SharePoint 2010/2013/2016: Best Practices for Indexing File Share Content
File Share Best Practices
Problem Case 1
Some content on a file share does not appear in the search results. You have verified that the root folder contains the correct user account and most of the file share content is searchable. Further investigation shows that a set of documents are not searchable and have not been indexed.
Why this happens
Users are able to change the inheritance rules on folders. This can cause a problem with the search user that is assigned to crawl the content. Typically, a search user is granted access to the root folder and it is anticipated that rights will be inherited to all folders below the root. In practice, this user has access to all folders until a folder is reached that does not allow the inheritance to continue. Users are able to change inheritance permissions on folders and this action can cause any content in the folder and sub folder tree to not be indexed.
Resolution Overview
The solution to this problem is to ensure the search user is assigned read access to all folders in the directory. There are two tools you can use to assist with this task. One is a deprecated version of the other, but is a little easier to work with in some respects. The tools are CACLS.exe and ICACLS.exe and are included in a standard Windows OS installation.

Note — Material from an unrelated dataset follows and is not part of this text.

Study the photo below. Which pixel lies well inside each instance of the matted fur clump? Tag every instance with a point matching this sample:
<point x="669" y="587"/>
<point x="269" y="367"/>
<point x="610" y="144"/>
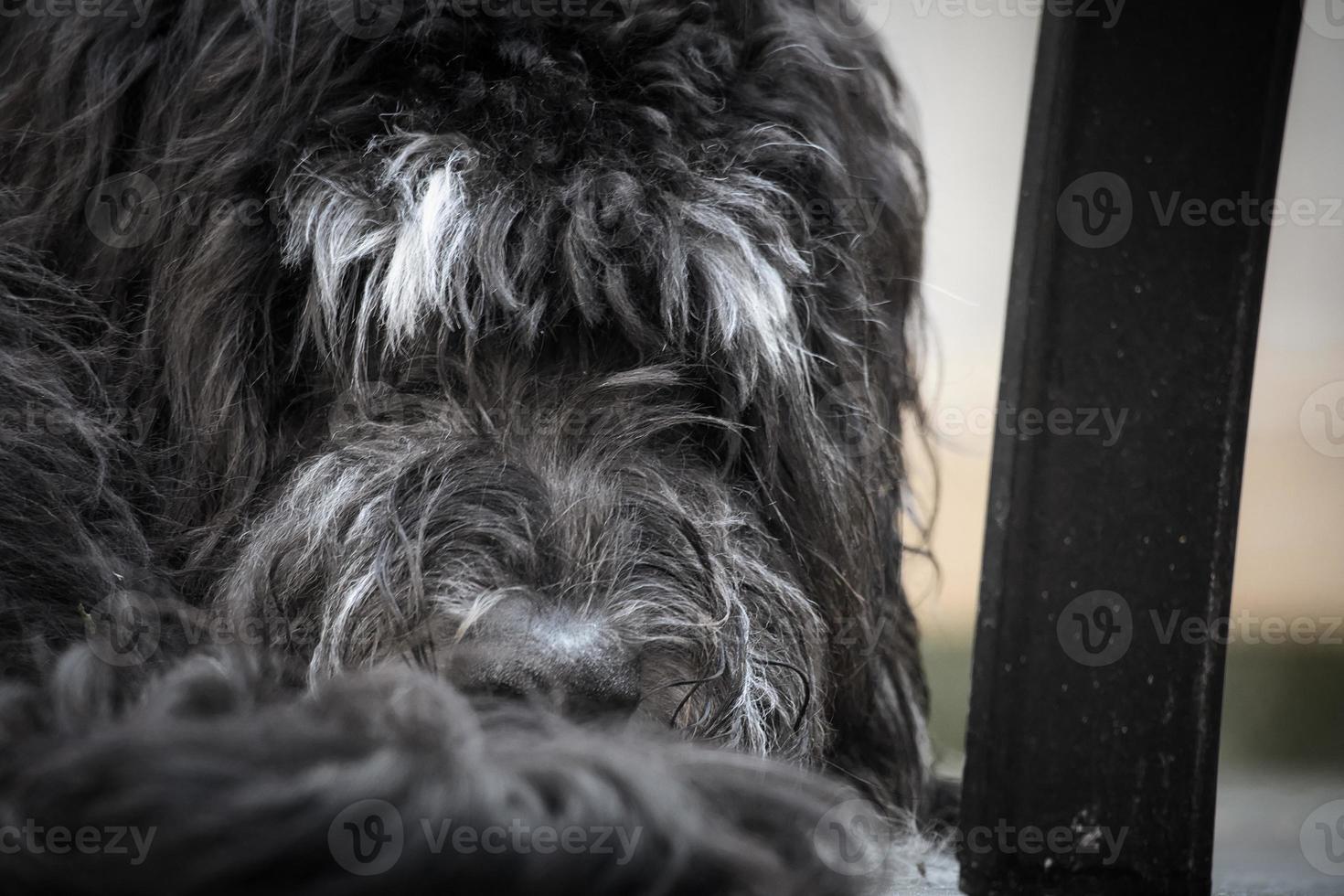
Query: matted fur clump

Resolution Technical Details
The official documentation is here:
ICACLS – http://technet.microsoft.com/en-us/library/cc753525(WS.10).aspx
CACLS – http://technet.microsoft.com/en-us/library/cc732245(WS.10).aspx (deprecated)
CACLS is a little easier to use when setting permissions for a specific user. For example, to set the “Read” permission for a specific user do the following:
cacls .\start_dir /T /E /G <domain>\username>:r
The /R revokes rights the /G grants it.
Example
cacls c:\Root /t /e /g group1:R
This will:
- Process the folder c:\Root
- Process all subdirectories (/t)
- Edit the ACLs (/e) instead of replacing them (do NOT forget the /e, or you'll have to reassign the permissions)
- Grant (/g) the group "group1" read access (R). If it's a global group, you might have to add the domain name in front of the group name: YourDomain\group1.
Note
The cacls command has been deprecated and icacls is the replacement. (icacls example anyone? ) One limitation of cacl is that is does not handle file path lengths that are greater the 256 characters. Other tools that are useful are Security Explorer/sxpbackup to set the permissions and FolderSizes to check for path lengths greater than 256 characters.
Example
icacls c:\Root /grant /t <SID>:RD
icacls c:\Root /grant /t group1:RD
icacls c:\Root /grant /t user1:RD
This will:
- Process the folder c:\Root
- Process all subdirectories (/t)
- Edit the ACLs by default instead of replacing them (use /grant:r for replace permissions)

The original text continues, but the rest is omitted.